Steel Corp, 992 F.3d 198, 205 (3d Cir. 2021). Here, Edwin and Esther Zimmerman and
the Trust stipulated that the assessments were substantively accurate and that “any
income attributable to WEMER Family Trust, Esther Zimmerman, or Edwin Zimmerman
is properly attributable as income to all three.” ECF No. 90 at 2. They also stipulated
that the net proceeds of the sale of the real property would be paid to the United States
“until the unpaid balance of the judgments arising from the 2002-2005 federal income tax
assessments against Esther Zimmerman, Edwin Zimmerman, and WEMER Family Trust
are fully satisfied (recognizing that the United States cannot collect federal income tax
assessed on the same income more than once . . .).” Id. at 5 (emphasis added). Edwin
Zimmerman accordingly waived this argument by intentionally assenting to the accuracy
of the assessments and the manner of their collection in the stipulated order. See
Wegbreit v. Comm’r, 21 F.4th 959, 963-64 (7th Cir. 2021) (stating that issues stipulated
to in collection action were waived). 4
Next, Appellants contend that the District Court’s appointment of the Property
Appraisal and Liquidation Specialists (“PALS”) of the IRS to conduct the sale of the
property was improper under Federal Rule of Civil Procedure 53. Rule 53, which
governs the district courts’ ability to appoint a master, is inapplicable here. Rather,
4
Even if this issue is not waived, it is without merit in light of the Government’s
stipulation that it cannot collect federal income tax assessed on the same income more
than once. See Gerardo, 552 F.2d at 556.
5
pursuant to 26 U.S.C. § 7403, a district court adjudicating the merits of tax liens on a
property “may decree a sale of such property, by the proper officer of the court.” See
§ 7403(c). The Government states that PALS is routinely used to conduct judicial sales,
see, e.g., United States v.
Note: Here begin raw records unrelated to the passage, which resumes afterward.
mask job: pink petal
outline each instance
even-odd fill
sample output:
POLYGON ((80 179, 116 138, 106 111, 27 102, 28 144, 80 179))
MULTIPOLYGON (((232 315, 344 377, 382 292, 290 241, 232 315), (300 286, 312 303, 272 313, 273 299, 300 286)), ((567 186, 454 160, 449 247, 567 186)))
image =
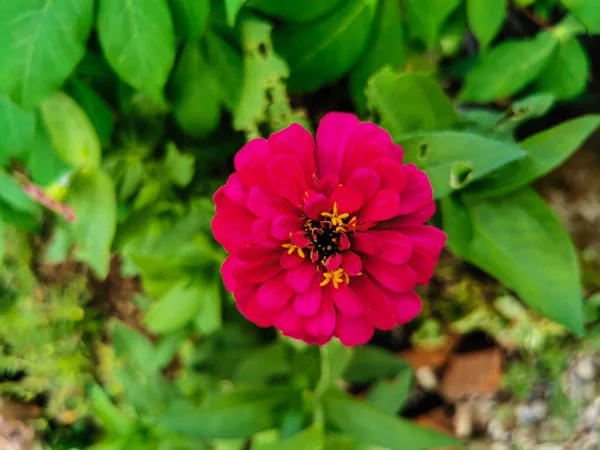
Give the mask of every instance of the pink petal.
POLYGON ((315 337, 329 336, 335 329, 335 308, 331 298, 321 298, 319 312, 304 320, 304 329, 315 337))
POLYGON ((353 213, 358 211, 360 207, 363 205, 363 195, 347 186, 339 186, 331 197, 329 197, 329 201, 331 204, 337 203, 338 211, 340 213, 353 213))
POLYGON ((304 214, 313 220, 321 220, 321 213, 331 211, 331 203, 323 194, 313 194, 304 203, 304 214))
POLYGON ((303 231, 304 220, 296 216, 279 216, 273 219, 271 234, 277 239, 289 241, 290 235, 303 231))
POLYGON ((294 291, 285 282, 285 273, 264 282, 256 293, 256 301, 267 311, 282 308, 292 298, 294 291))
POLYGON ((367 255, 378 255, 383 250, 383 243, 369 232, 354 233, 350 237, 350 242, 352 250, 367 255))
POLYGON ((281 273, 279 261, 268 264, 245 264, 233 269, 233 278, 238 285, 259 284, 281 273))
POLYGON ((244 187, 242 179, 238 173, 232 173, 229 176, 223 192, 228 198, 233 200, 238 205, 246 206, 248 191, 244 187))
POLYGON ((379 175, 371 169, 360 168, 354 171, 348 180, 348 187, 356 189, 363 194, 365 201, 373 198, 379 190, 379 175))
POLYGON ((348 347, 366 344, 374 331, 364 316, 351 318, 340 314, 335 324, 335 335, 348 347))
POLYGON ((362 271, 362 260, 356 253, 345 251, 342 253, 342 267, 344 272, 353 277, 362 271))
POLYGON ((377 257, 394 265, 408 261, 412 253, 412 241, 398 231, 370 231, 383 244, 383 250, 377 257))
POLYGON ((408 292, 417 283, 417 275, 407 265, 395 266, 375 256, 366 255, 363 267, 373 278, 394 292, 408 292))
POLYGON ((303 126, 293 123, 289 127, 273 133, 269 137, 269 146, 273 155, 288 155, 294 158, 304 169, 307 185, 314 186, 317 174, 315 141, 303 126))
POLYGON ((300 163, 287 155, 278 155, 267 164, 269 185, 292 205, 301 208, 308 184, 300 163))
POLYGON ((433 200, 433 189, 425 172, 414 164, 404 166, 407 175, 406 187, 400 193, 400 215, 414 213, 433 200))
MULTIPOLYGON (((326 287, 329 287, 327 285, 326 287)), ((346 284, 340 284, 336 289, 335 287, 329 287, 330 295, 333 297, 333 302, 335 303, 335 307, 340 311, 343 315, 349 317, 356 317, 363 314, 363 308, 360 303, 360 300, 354 293, 352 289, 350 289, 346 284)))
POLYGON ((296 314, 303 317, 312 317, 317 314, 321 306, 321 291, 323 289, 319 285, 320 282, 320 277, 314 277, 306 291, 296 294, 294 297, 294 311, 296 311, 296 314))
POLYGON ((379 191, 359 212, 358 220, 380 222, 398 215, 400 196, 394 191, 379 191))
POLYGON ((322 178, 328 173, 338 174, 346 142, 358 117, 347 113, 329 113, 321 119, 317 129, 317 163, 322 178))
POLYGON ((253 187, 248 193, 246 204, 248 209, 259 217, 291 215, 298 211, 290 202, 281 198, 268 186, 253 187))
POLYGON ((221 275, 223 276, 223 284, 225 285, 225 289, 229 292, 233 292, 238 289, 238 284, 233 277, 233 271, 240 266, 245 265, 242 261, 240 261, 235 256, 228 256, 223 265, 221 266, 221 275))
POLYGON ((392 138, 383 128, 371 122, 361 122, 355 128, 344 149, 340 182, 347 184, 354 171, 369 167, 381 156, 391 156, 392 138))
POLYGON ((295 269, 288 270, 285 280, 294 292, 304 292, 316 276, 316 266, 306 261, 295 269))
POLYGON ((271 234, 273 221, 271 219, 255 220, 250 228, 252 242, 259 247, 265 248, 281 248, 281 241, 273 237, 271 234))
POLYGON ((407 175, 402 164, 394 158, 378 158, 371 165, 371 169, 379 174, 380 189, 400 192, 406 186, 407 175))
Davis, 815 F.3d 253, 255 (6th Cir. 2016), and Appellants do not
argue that the order of sale does not comply with § 7403(c). This contention is
accordingly without merit.
Appellants also contend that the order of sale improperly granted injunctive relief
by directing Edwin Zimmerman to maintain the property so as to not commit waste and
directing all persons to vacate the property within 90 days of its entry. As noted, the
District Court had authority pursuant to 26 U.S.C. § 7403 to decree a sale of the property,
and along with that authority, had the discretion to set the terms and conditions of the
sale. See United States v. Branch Coal Corp., 390 F.2d 7, 10 (3d Cir. 1968); see also
United States v. Rodgers, 461 U.S. 677, 708-709 (1983). Because conditions of a sale
can include the timeline for vacating the property and the maintenance of the property
pending the sale, the District Court acted within its authorized discretion in including
such provisions in its order of sale.
Finally, by failing to raise them in court, Appellants forfeited their arguments that
the interference with the property constituted an unreasonable seizure and a violation of
due process, and they have not identified any “exceptional circumstances” warranting our
review. See Barna v. Bd. of Sch. Dirs. of the Panther Valley Sch. Distr., 877 F.3d 136,
145 (3d Cir. 2017) (citation omitted).
6
We will accordingly affirm the District Court’s judgments. 5
5
We take no action upon Doug McConkey’s letter filed in this Court, as a request to
modify the order of sale must be filed in the District Court.